During 1993 and 1994, Professor McManis made his Fulbright Fellowships visits to Korea to lecture and do research at the International Intellectual Property Training Institute, Taejon, Korea. Professor McManis was the co-chair for the Conference on Patenting Genetic Products (2002), organizer for the Conference on Intellectual Property, Digital Technology & Electronic Commerce (2001) and the Conference on RE-engineering Patent Law (2000). Along with Professor William Jones, he organized the East Asian Intellectual Property Conference in 1994.
He is the co-author of Licensing of the Intellectual Property in the Digital Age and the author of Intellectual Property & Unfair Competition in a Nutshell (4th ed.) published by West Publishing Company.
Gary Pulsinelli
Professor Gary Pulsinelli joined the faculty at the University of Tennessee College of Law in August 2001 after clerking for Judge S. Jay Plager on the U.S. Court of Appeals for the Federal Circuit. Professor Pulsinelli earned his J.D. degree at Boalt Hall School of Law at the University of California-Berkeley in 1997, where he was elected to the Order of the Coif. Prior to attending law school, he earned his Ph.D. in molecular biology from the University of Wisconsin-Madison in 1994, then continued his doctoral research as a post-doctoral fellow in the Department of Oncology.

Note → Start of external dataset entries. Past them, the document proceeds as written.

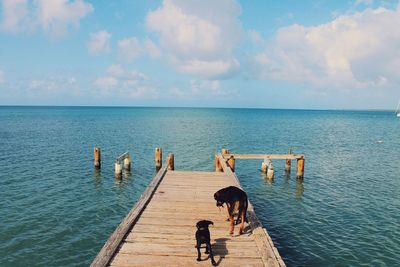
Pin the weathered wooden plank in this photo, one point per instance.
(182, 250)
(244, 243)
(270, 256)
(187, 236)
(124, 260)
(164, 232)
(264, 156)
(106, 253)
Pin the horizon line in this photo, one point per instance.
(200, 107)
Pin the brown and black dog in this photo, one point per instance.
(233, 197)
(203, 237)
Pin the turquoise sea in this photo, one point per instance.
(55, 210)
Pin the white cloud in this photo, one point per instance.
(128, 84)
(356, 50)
(106, 82)
(129, 49)
(2, 78)
(208, 68)
(53, 16)
(53, 84)
(151, 48)
(14, 15)
(197, 35)
(364, 2)
(99, 43)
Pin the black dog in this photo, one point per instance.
(203, 237)
(233, 197)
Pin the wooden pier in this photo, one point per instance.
(160, 228)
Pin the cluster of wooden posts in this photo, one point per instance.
(125, 161)
(266, 166)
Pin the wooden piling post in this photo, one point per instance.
(158, 157)
(288, 163)
(270, 171)
(218, 166)
(300, 167)
(127, 164)
(97, 157)
(170, 162)
(231, 163)
(118, 169)
(264, 165)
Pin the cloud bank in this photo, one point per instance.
(54, 17)
(99, 43)
(358, 50)
(197, 37)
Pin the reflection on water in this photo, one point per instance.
(97, 179)
(299, 188)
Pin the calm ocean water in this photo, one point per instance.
(56, 211)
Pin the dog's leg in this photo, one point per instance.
(239, 207)
(208, 247)
(242, 215)
(228, 208)
(198, 251)
(231, 219)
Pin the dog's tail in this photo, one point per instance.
(245, 206)
(243, 210)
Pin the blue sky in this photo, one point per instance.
(259, 54)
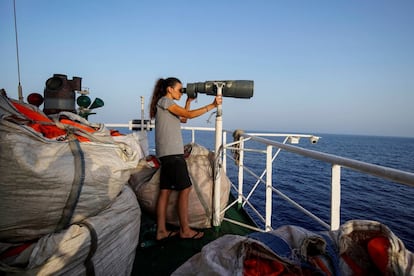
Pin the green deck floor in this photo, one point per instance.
(163, 258)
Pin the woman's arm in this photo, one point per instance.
(183, 113)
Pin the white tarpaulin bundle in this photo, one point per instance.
(101, 245)
(359, 247)
(200, 168)
(47, 184)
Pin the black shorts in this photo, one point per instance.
(174, 173)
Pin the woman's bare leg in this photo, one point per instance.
(182, 208)
(162, 205)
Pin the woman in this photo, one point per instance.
(170, 150)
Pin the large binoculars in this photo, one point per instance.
(242, 89)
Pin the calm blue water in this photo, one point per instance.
(308, 182)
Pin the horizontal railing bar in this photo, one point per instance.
(377, 170)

His legal experience includes working as an associate in the Palo Alto, Calif., firm of Pennie & Edmonds in the area of biotechnology patent prosecution and related legal research. He also worked as a research associate in the Department of Biology at Harvard University and at I.G.B. Products, Ltd.
Katherine Strandburg
Katherine Strandburg is an Associate Professor of Law at DePaul University.
Molly Van Houweling
Molly Shaffer Van Houweling joined the Boalt faculty in fall 2005 from the University of Michigan Law School, where she had been an assistant professor since 2002. Van Houweling's teaching and research interests include intellectual property, law and technology, property, and constitutional law. She was a visiting professor at Boalt in 2004-05.

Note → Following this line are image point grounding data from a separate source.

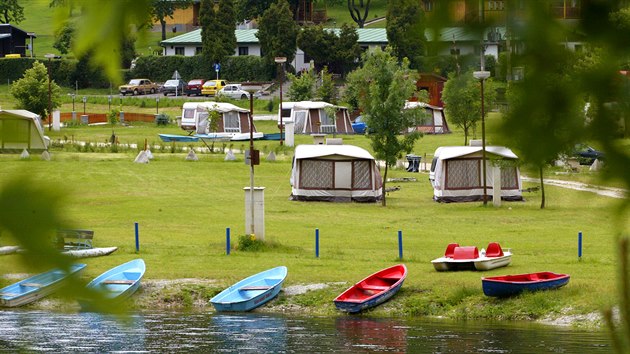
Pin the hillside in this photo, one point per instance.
(39, 19)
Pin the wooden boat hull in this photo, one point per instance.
(91, 252)
(120, 282)
(373, 290)
(251, 292)
(9, 249)
(510, 285)
(178, 138)
(37, 286)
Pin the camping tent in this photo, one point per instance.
(339, 173)
(19, 130)
(313, 117)
(433, 122)
(456, 173)
(234, 120)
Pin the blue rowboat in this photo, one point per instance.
(120, 282)
(509, 285)
(178, 138)
(37, 286)
(251, 292)
(373, 290)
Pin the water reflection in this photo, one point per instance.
(22, 330)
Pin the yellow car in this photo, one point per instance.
(211, 87)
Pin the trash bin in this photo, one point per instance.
(414, 163)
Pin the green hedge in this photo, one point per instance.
(240, 68)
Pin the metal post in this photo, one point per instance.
(580, 245)
(137, 239)
(317, 243)
(400, 244)
(251, 160)
(227, 241)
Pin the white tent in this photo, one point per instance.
(311, 117)
(339, 173)
(20, 130)
(456, 173)
(434, 121)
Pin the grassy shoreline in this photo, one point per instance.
(183, 209)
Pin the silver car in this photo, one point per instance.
(234, 91)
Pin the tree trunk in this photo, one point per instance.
(384, 202)
(542, 190)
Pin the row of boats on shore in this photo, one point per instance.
(254, 291)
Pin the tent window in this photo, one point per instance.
(300, 121)
(463, 174)
(508, 178)
(361, 175)
(327, 123)
(231, 122)
(316, 174)
(15, 131)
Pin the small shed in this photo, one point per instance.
(456, 173)
(14, 40)
(433, 121)
(335, 173)
(315, 117)
(19, 130)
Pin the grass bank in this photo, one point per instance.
(183, 209)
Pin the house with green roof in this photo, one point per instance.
(449, 40)
(247, 43)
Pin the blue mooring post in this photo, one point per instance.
(227, 241)
(580, 245)
(400, 244)
(317, 243)
(137, 238)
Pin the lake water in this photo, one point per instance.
(262, 333)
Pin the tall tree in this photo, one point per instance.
(277, 32)
(462, 99)
(218, 40)
(359, 12)
(31, 91)
(405, 30)
(11, 11)
(383, 85)
(162, 9)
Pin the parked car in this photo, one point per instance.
(193, 87)
(174, 87)
(211, 87)
(586, 155)
(138, 86)
(359, 125)
(234, 91)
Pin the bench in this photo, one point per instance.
(74, 239)
(253, 288)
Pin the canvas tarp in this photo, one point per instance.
(457, 173)
(339, 173)
(21, 130)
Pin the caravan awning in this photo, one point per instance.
(312, 151)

Before joining the Michigan faculty, Van Houweling was president of Creative Commons, a nonprofit group that facilitates sharing of intellectual property. Van Houweling has served as senior adviser to the president and board of directors of the Internet Corporation for Assigned Names and Numbers, the entity that oversees the Internet Domain Name System. She has been a research fellow at the Berkman Center for Internet & Society at Harvard Law School and at the Center for Internet and Society at Stanford Law School. Van Houweling clerked for Judge Michael Boudin of the U.S. Court of Appeals for the 1st Circuit and Justice David H. Souter of the U.S. Supreme Court.